The practice of pathology has traditionally involved the analysis of tissue samples (typically fixed on glass slides) by trained pathologists.
While this workflow has long-been the gold standard for the diagnosis of many diseases, including cancer, it carries an inherent level of variability due to human error and subjectivity.
These drawbacks can reduce diagnostic accuracy and can also impact turnaround time since the traditional workflow was not intended to support a high throughput analysis.
In this post, you will learn about the concept of digital pathology, why pathology practices are embracing this new technology, and how it can be used to accelerate cancer drug discovery by strengthening your pathology-based biomarker analysis.
What is Digital Pathology?
Advances in digital pathology technologies have overcome many of the challenges associated with traditional glass slide workflows. Broadly, digital pathology is an umbrella term that refers to the capture, interpretation and sharing of digitized pathology specimens.

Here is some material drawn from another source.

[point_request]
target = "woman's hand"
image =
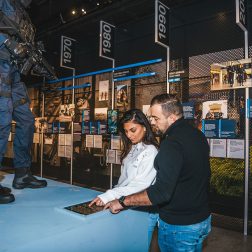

Although not a new concept, the introduction of powerful whole slide imaging (WSI) technologies has enabled the digitization of an entire specimen at diagnostic quality. In some cases, digitized slides may provide superior resolution of certain features that aid in diagnosis.
The power of the technology is unlocked when combined with powerful AI algorithms based on machine learning and/or deep learning.
Implementation of these tools permits more detailed and complex analyses, including deeper analyses of cell populations within a tumor microenvironment (TME), while reducing errors and intra- and inter-observer variability, ultimately leading to more highly accurate assessments.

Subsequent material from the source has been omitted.